Montefortino. E’ uno dei più significativi insediamenti della Comunità Montana e del Parco Nazionale dei Sibillini. Adagiato su un colle posto alla destra del fiume Tenna si trova il Santuario della Madonna dell’Ambo. Da qui parte il sentiero che conduce alla selvagge Gole dell’Infernaccio, profonda fenditura scavata tra i monti Sibilla e Prioria dal fiume Tenna e da qui si raggiunge il solitario Eremo di San Leonardo.

Montemonaco. Situato sull’Appennino marchigiano, alle pendici orientali del Parco Nazionale dei Monti Sibillini e alla sinistra dell’alta valle del fiume Aso. Punto di partenza per le escursioni sul Monte Sibilla e il Monte Vettore e sentieri per raggiungere le Gole dell’Infernaccio, la Chiesa di Santa Maria in Pantano, il Monte Bellavista e il Palazzo Borghese e il Lago di Pilato. Il laghetto di origine glaciale, unico nel suo genere, situato nell’alta valle dell’Aso e famoso per la presenza del Chirocephalus Marchesonii, piccolo crostaceo rinvenuto nel 1954 dal professore Marchesoni, che durante i mesi estivi colora di rosso le acque.
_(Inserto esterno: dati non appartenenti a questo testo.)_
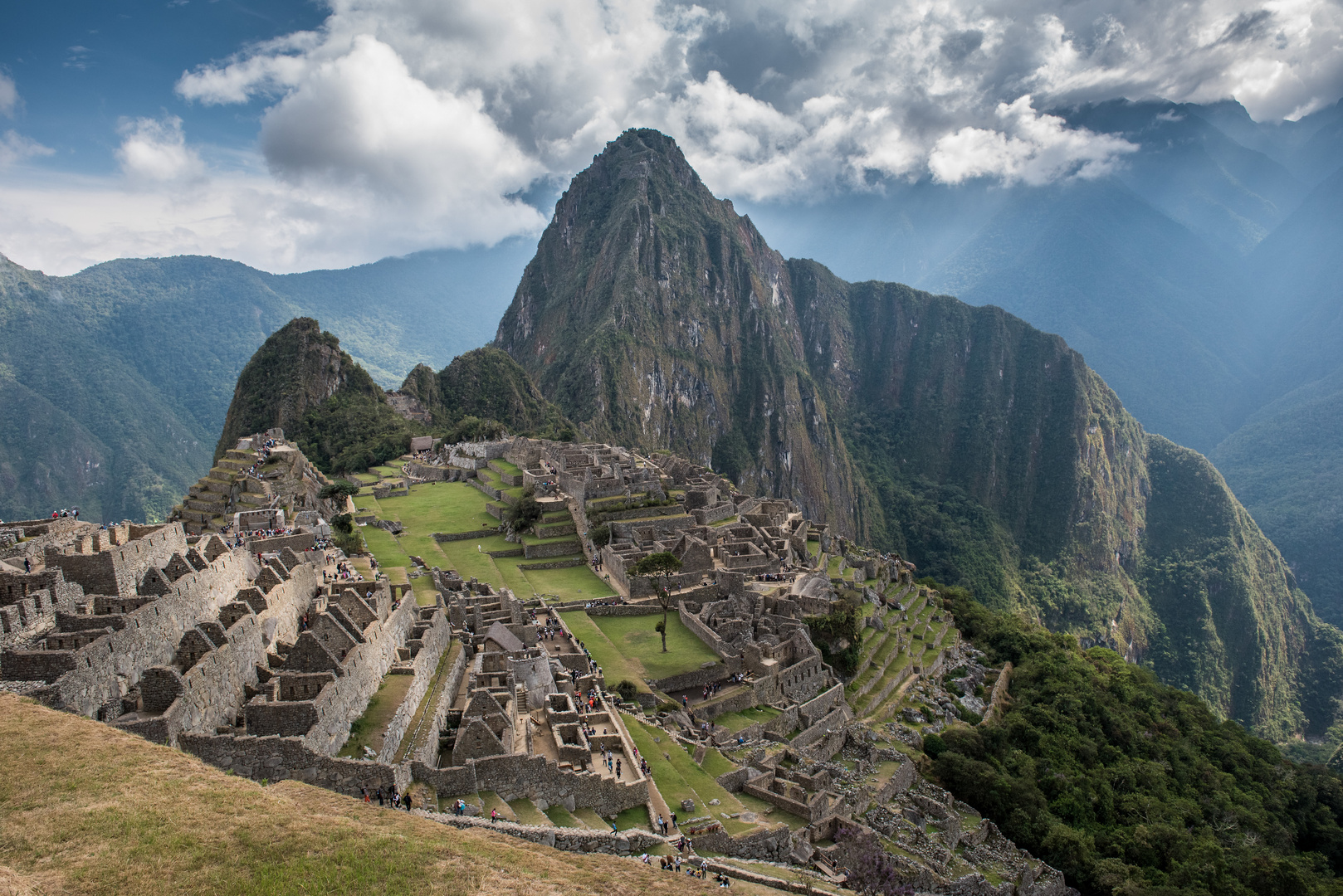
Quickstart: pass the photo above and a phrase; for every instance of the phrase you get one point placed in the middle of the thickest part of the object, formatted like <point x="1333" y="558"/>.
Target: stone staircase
<point x="222" y="492"/>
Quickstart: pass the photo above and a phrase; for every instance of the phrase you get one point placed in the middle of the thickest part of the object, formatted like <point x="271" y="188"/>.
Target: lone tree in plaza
<point x="660" y="564"/>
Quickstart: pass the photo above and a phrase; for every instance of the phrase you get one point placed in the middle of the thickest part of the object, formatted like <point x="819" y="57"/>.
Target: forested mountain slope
<point x="980" y="448"/>
<point x="115" y="381"/>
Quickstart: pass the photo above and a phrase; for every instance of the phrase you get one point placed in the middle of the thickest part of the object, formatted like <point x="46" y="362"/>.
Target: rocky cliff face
<point x="979" y="448"/>
<point x="656" y="316"/>
<point x="297" y="368"/>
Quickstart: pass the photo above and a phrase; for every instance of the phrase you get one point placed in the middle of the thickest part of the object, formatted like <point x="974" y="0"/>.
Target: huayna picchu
<point x="684" y="568"/>
<point x="621" y="652"/>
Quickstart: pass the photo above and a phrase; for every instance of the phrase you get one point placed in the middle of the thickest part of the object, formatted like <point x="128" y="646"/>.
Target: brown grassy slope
<point x="87" y="809"/>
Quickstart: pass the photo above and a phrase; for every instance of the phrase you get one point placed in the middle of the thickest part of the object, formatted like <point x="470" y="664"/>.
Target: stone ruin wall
<point x="517" y="776"/>
<point x="276" y="758"/>
<point x="344" y="700"/>
<point x="427" y="754"/>
<point x="119" y="570"/>
<point x="108" y="668"/>
<point x="214" y="688"/>
<point x="432" y="644"/>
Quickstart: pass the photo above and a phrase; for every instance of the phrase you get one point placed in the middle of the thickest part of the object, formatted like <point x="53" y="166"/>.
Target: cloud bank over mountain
<point x="404" y="124"/>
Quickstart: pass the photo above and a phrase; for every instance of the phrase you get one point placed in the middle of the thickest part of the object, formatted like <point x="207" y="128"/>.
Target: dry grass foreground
<point x="89" y="809"/>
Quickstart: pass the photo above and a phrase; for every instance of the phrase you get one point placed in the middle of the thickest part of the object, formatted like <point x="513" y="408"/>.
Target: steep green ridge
<point x="125" y="370"/>
<point x="975" y="445"/>
<point x="1287" y="466"/>
<point x="302" y="382"/>
<point x="1132" y="786"/>
<point x="297" y="368"/>
<point x="489" y="384"/>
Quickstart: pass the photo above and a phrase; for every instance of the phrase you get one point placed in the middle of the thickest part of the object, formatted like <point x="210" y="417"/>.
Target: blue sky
<point x="84" y="67"/>
<point x="295" y="134"/>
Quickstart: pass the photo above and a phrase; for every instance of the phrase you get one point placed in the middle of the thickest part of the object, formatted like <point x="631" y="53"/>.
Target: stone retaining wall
<point x="288" y="758"/>
<point x="344" y="700"/>
<point x="551" y="550"/>
<point x="625" y="610"/>
<point x="432" y="644"/>
<point x="554" y="564"/>
<point x="573" y="840"/>
<point x="148" y="638"/>
<point x="701" y="676"/>
<point x="461" y="536"/>
<point x="536" y="778"/>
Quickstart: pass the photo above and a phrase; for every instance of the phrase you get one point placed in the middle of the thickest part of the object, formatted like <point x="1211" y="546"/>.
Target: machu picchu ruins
<point x="480" y="683"/>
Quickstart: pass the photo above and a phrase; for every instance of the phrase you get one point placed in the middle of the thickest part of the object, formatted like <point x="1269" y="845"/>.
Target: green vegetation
<point x="838" y="637"/>
<point x="367" y="731"/>
<point x="637" y="640"/>
<point x="1131" y="786"/>
<point x="735" y="722"/>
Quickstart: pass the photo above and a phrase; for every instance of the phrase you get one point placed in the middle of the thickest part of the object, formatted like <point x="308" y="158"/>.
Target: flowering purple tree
<point x="872" y="871"/>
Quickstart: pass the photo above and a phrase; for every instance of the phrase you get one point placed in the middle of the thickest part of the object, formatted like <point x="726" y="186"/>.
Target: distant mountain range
<point x="1201" y="281"/>
<point x="975" y="445"/>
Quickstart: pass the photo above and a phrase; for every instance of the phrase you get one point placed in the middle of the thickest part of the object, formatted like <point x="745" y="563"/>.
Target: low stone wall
<point x="573" y="840"/>
<point x="701" y="676"/>
<point x="828" y="724"/>
<point x="288" y="758"/>
<point x="769" y="844"/>
<point x="212" y="689"/>
<point x="556" y="529"/>
<point x="625" y="610"/>
<point x="554" y="564"/>
<point x="432" y="644"/>
<point x="461" y="536"/>
<point x="428" y="752"/>
<point x="821" y="704"/>
<point x="551" y="550"/>
<point x="536" y="778"/>
<point x="300" y="543"/>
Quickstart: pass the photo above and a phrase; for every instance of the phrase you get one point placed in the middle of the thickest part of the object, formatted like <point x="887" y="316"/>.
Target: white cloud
<point x="154" y="152"/>
<point x="15" y="148"/>
<point x="403" y="124"/>
<point x="1030" y="148"/>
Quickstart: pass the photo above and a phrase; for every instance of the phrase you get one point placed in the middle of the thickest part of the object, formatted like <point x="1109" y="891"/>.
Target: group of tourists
<point x="667" y="825"/>
<point x="390" y="798"/>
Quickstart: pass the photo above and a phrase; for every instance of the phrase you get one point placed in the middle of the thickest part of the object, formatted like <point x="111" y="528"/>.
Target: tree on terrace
<point x="660" y="564"/>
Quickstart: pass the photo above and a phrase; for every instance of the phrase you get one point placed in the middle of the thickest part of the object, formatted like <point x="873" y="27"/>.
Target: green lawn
<point x="560" y="817"/>
<point x="678" y="778"/>
<point x="735" y="722"/>
<point x="506" y="466"/>
<point x="528" y="813"/>
<point x="614" y="664"/>
<point x="369" y="728"/>
<point x="636" y="638"/>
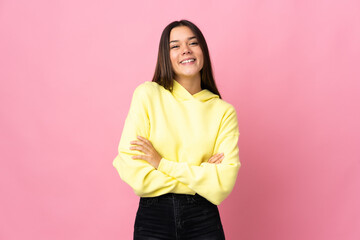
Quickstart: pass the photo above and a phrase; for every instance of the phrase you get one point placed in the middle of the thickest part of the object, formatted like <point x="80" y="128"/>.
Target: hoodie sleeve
<point x="144" y="179"/>
<point x="212" y="181"/>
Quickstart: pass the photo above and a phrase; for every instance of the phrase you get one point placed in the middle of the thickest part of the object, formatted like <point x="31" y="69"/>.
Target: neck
<point x="191" y="84"/>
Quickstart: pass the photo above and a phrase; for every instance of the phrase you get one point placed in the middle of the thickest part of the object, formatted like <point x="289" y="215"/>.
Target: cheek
<point x="173" y="59"/>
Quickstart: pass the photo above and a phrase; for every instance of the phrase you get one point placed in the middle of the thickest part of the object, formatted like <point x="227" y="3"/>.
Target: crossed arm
<point x="153" y="175"/>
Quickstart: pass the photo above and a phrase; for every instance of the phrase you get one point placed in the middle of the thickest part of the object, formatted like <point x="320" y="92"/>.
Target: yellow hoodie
<point x="186" y="130"/>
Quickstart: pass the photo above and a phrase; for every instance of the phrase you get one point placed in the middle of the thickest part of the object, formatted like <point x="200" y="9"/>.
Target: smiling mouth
<point x="189" y="61"/>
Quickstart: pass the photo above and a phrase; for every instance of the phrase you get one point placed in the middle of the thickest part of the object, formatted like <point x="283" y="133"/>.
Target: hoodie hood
<point x="182" y="94"/>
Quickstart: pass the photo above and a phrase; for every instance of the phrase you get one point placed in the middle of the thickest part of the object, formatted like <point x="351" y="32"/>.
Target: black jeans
<point x="177" y="217"/>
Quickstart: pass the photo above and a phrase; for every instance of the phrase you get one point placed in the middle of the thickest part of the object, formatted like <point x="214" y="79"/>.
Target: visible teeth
<point x="186" y="61"/>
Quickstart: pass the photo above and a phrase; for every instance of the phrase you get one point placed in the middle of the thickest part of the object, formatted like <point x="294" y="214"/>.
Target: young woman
<point x="178" y="150"/>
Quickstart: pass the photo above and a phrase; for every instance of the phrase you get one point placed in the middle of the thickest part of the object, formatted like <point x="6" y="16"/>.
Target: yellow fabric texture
<point x="186" y="130"/>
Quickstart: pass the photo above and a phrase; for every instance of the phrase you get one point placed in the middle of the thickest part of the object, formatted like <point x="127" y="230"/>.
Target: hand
<point x="145" y="146"/>
<point x="216" y="158"/>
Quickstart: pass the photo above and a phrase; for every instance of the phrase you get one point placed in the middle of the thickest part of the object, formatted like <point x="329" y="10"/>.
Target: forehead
<point x="181" y="33"/>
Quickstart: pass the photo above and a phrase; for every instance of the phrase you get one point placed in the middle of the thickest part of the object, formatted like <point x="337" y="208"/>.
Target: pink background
<point x="68" y="70"/>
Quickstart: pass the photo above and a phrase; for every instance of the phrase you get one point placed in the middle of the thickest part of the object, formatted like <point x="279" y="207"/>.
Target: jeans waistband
<point x="177" y="196"/>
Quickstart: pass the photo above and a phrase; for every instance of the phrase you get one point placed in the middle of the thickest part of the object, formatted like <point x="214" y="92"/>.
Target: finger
<point x="142" y="143"/>
<point x="214" y="158"/>
<point x="139" y="148"/>
<point x="146" y="143"/>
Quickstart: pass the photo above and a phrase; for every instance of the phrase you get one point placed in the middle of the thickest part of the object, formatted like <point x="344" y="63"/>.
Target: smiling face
<point x="184" y="46"/>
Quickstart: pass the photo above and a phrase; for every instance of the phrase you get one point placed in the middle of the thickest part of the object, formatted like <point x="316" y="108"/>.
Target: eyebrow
<point x="178" y="40"/>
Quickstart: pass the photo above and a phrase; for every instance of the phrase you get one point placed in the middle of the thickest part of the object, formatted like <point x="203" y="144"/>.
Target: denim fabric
<point x="177" y="217"/>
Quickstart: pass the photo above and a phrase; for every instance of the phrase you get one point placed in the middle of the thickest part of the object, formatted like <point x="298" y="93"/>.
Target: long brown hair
<point x="163" y="71"/>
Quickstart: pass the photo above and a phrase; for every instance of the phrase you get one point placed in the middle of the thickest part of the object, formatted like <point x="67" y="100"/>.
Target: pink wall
<point x="291" y="69"/>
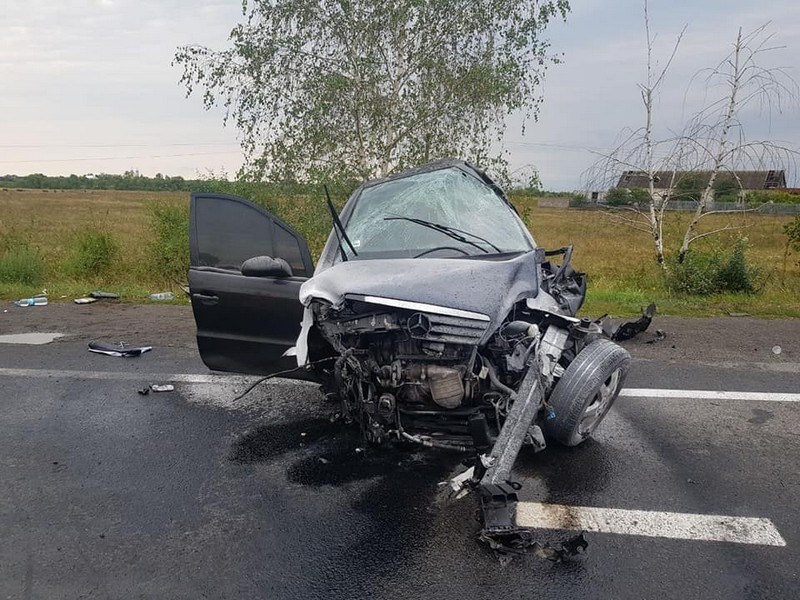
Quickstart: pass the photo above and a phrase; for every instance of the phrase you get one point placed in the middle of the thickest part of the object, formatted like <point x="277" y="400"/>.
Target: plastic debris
<point x="118" y="350"/>
<point x="162" y="387"/>
<point x="162" y="296"/>
<point x="660" y="335"/>
<point x="631" y="329"/>
<point x="35" y="301"/>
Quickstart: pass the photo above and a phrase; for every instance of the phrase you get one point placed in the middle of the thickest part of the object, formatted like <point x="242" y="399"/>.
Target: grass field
<point x="622" y="274"/>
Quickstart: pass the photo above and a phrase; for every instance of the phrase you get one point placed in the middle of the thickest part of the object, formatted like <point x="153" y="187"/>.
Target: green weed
<point x="92" y="252"/>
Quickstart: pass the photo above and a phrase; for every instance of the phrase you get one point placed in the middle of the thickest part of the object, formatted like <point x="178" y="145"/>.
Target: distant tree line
<point x="129" y="180"/>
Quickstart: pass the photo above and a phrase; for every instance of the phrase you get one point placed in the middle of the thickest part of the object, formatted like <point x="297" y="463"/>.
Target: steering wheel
<point x="429" y="250"/>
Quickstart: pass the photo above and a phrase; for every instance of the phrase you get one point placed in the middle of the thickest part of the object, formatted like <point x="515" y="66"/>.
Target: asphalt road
<point x="105" y="493"/>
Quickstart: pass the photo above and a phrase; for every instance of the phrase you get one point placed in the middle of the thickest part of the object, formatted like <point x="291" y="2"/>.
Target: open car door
<point x="245" y="324"/>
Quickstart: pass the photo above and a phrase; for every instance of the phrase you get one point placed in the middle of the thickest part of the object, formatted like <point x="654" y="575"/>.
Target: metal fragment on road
<point x="35" y="339"/>
<point x="682" y="526"/>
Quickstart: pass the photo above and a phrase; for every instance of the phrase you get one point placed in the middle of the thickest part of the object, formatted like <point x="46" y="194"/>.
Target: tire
<point x="586" y="391"/>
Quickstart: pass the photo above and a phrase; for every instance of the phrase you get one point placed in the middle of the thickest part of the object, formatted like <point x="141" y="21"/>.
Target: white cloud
<point x="78" y="74"/>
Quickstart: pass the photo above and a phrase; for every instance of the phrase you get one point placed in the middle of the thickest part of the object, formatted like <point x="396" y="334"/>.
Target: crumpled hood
<point x="489" y="287"/>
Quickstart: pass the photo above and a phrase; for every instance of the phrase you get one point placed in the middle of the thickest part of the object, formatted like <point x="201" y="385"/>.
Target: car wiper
<point x="456" y="234"/>
<point x="339" y="228"/>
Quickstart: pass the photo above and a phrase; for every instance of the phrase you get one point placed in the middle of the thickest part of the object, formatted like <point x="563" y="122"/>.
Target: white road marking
<point x="135" y="376"/>
<point x="662" y="394"/>
<point x="680" y="526"/>
<point x="708" y="395"/>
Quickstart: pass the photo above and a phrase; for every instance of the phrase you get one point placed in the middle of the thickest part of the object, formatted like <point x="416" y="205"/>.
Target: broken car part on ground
<point x="432" y="317"/>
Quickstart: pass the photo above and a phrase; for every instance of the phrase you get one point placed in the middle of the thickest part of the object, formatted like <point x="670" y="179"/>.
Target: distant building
<point x="745" y="180"/>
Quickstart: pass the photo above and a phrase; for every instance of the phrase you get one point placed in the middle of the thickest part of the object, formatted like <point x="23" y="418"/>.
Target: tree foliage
<point x="360" y="88"/>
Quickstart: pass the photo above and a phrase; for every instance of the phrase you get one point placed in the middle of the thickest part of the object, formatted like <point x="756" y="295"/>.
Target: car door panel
<point x="244" y="324"/>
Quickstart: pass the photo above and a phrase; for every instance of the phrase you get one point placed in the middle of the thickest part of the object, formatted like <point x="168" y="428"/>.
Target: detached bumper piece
<point x="522" y="541"/>
<point x="498" y="495"/>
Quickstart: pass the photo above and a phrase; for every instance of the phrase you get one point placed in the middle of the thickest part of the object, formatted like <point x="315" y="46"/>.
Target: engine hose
<point x="429" y="443"/>
<point x="496" y="383"/>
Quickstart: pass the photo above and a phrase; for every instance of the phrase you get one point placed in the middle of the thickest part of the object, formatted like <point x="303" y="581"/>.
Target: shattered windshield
<point x="442" y="213"/>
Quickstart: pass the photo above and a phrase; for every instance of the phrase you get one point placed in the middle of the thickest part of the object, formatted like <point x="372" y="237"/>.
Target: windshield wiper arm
<point x="450" y="231"/>
<point x="338" y="227"/>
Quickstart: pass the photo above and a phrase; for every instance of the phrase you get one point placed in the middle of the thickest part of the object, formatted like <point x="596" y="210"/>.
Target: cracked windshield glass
<point x="445" y="213"/>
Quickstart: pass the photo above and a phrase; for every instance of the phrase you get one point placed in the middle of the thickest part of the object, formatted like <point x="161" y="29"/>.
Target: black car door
<point x="244" y="324"/>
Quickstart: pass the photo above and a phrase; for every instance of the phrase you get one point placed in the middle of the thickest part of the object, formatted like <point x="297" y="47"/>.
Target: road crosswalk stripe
<point x="681" y="526"/>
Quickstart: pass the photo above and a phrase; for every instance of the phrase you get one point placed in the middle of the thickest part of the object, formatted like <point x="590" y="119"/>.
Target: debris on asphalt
<point x="506" y="544"/>
<point x="33" y="338"/>
<point x="659" y="335"/>
<point x="184" y="287"/>
<point x="631" y="329"/>
<point x="162" y="296"/>
<point x="118" y="349"/>
<point x="162" y="387"/>
<point x="34" y="301"/>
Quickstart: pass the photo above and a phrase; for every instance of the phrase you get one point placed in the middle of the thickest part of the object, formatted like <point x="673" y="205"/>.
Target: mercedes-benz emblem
<point x="418" y="325"/>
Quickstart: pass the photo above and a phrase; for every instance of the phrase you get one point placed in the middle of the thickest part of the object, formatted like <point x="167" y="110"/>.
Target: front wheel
<point x="586" y="391"/>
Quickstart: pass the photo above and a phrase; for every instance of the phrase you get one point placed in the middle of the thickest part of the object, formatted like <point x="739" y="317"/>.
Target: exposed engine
<point x="431" y="377"/>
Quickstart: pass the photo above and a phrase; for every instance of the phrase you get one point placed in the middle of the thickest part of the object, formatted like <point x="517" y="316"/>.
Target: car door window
<point x="229" y="231"/>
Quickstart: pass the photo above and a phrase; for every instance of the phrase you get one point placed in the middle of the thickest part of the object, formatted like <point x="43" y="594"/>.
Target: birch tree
<point x="361" y="88"/>
<point x="712" y="142"/>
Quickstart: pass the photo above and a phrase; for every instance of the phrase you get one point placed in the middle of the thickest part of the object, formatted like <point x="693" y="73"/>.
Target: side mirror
<point x="266" y="266"/>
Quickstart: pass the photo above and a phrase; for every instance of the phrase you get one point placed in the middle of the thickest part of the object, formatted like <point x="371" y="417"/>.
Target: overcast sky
<point x="87" y="86"/>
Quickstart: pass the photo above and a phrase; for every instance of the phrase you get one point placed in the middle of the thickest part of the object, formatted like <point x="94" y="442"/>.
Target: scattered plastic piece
<point x="162" y="388"/>
<point x="162" y="296"/>
<point x="631" y="329"/>
<point x="118" y="350"/>
<point x="35" y="301"/>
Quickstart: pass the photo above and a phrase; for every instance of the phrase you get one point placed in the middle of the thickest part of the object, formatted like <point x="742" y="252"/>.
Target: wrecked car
<point x="432" y="317"/>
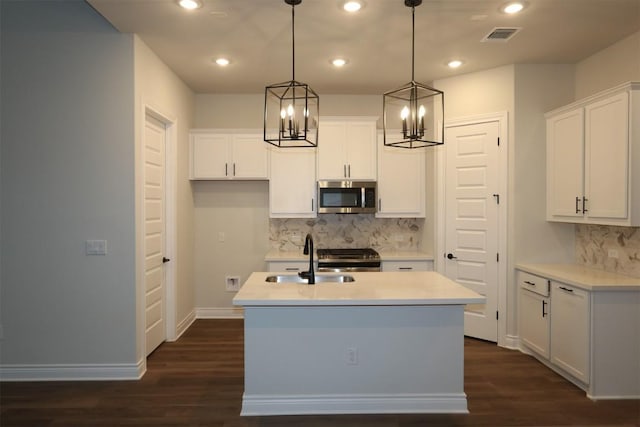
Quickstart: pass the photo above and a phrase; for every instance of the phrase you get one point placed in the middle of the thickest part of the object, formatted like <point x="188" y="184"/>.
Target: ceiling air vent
<point x="500" y="34"/>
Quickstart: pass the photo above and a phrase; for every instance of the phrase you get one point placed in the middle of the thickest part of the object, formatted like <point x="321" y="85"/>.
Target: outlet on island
<point x="232" y="283"/>
<point x="352" y="356"/>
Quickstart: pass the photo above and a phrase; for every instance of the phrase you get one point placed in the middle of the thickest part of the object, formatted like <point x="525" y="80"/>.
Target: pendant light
<point x="411" y="113"/>
<point x="291" y="109"/>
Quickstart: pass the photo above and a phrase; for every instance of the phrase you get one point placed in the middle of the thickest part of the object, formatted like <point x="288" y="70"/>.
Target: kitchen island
<point x="387" y="342"/>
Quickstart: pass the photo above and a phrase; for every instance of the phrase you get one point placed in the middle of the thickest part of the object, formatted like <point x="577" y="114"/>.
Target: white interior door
<point x="471" y="220"/>
<point x="154" y="232"/>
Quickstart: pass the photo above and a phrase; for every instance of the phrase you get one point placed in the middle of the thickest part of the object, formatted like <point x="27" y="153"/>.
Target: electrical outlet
<point x="232" y="283"/>
<point x="352" y="356"/>
<point x="95" y="247"/>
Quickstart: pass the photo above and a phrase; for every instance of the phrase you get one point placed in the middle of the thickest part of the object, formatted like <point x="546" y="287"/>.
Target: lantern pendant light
<point x="411" y="113"/>
<point x="291" y="109"/>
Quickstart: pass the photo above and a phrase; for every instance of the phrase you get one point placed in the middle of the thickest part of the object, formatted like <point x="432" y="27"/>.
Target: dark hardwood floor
<point x="198" y="381"/>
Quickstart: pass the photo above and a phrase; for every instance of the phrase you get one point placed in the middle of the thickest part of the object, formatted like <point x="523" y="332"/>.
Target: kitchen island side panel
<point x="403" y="358"/>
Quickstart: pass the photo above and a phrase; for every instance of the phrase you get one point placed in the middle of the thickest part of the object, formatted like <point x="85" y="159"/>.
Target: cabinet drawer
<point x="533" y="283"/>
<point x="407" y="266"/>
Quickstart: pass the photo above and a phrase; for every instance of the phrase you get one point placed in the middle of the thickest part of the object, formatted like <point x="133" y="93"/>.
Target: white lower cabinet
<point x="534" y="321"/>
<point x="589" y="334"/>
<point x="416" y="265"/>
<point x="570" y="330"/>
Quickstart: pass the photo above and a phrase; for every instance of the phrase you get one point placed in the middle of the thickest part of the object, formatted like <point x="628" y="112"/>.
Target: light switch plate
<point x="95" y="247"/>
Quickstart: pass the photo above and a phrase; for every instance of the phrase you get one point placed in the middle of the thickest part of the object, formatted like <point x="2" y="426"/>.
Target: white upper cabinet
<point x="593" y="159"/>
<point x="347" y="148"/>
<point x="219" y="155"/>
<point x="401" y="181"/>
<point x="292" y="186"/>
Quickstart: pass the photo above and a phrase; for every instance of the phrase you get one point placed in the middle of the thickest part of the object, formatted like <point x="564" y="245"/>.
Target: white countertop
<point x="283" y="256"/>
<point x="583" y="277"/>
<point x="379" y="288"/>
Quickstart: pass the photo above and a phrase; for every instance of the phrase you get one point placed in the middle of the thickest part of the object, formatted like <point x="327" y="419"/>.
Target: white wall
<point x="67" y="175"/>
<point x="525" y="92"/>
<point x="240" y="210"/>
<point x="619" y="63"/>
<point x="538" y="89"/>
<point x="158" y="88"/>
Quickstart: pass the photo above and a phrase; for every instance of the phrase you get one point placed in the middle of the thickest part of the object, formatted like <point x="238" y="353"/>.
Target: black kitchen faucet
<point x="308" y="250"/>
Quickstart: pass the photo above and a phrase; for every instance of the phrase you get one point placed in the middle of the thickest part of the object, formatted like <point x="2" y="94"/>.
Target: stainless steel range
<point x="341" y="260"/>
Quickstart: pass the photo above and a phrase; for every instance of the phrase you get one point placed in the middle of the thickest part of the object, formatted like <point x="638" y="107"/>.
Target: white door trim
<point x="171" y="138"/>
<point x="503" y="158"/>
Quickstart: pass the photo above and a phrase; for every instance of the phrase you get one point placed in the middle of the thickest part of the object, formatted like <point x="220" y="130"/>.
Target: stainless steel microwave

Pievebovigliana. Sorge ai piedi della Valle del torrente Fornace e offre una ventina di itinerari naturalisti da compiere in mountain-bike, a piedi o a cavallo. E’ zona di produzione del famoso “Mistrà Varnelli”, liquore all’anice secco, e dell’eccellente Amaro Sibilla, liquore ottenuto da un decotto di erbe e radici dei Monti Sibillini dolcificato con il miele.

Ussita. E’ un comune policentrico formato da un aggregato di frazione sparse nella vallata. Situata in una vallata alle pendici del Monte Bove ed è una nota stazione di soggiorno estivo ed invernale. E’ una base di partenza per numerosi escursioni (trekking, nordic walking, mountain bike) sui Monti Sibillini.

Visso. Nel cuore incontaminato del Parco Nazionale dei Monti Sibillini, Visso colpisce per la sua posizione immersa nell’ambiente naturale e per il fascino del suo elegante abitato medievale. E’ considerato uno dei borghi più belli d’Italia ed è un punto di partenza per escursioni a piedi, a cavallo o in bicicletta.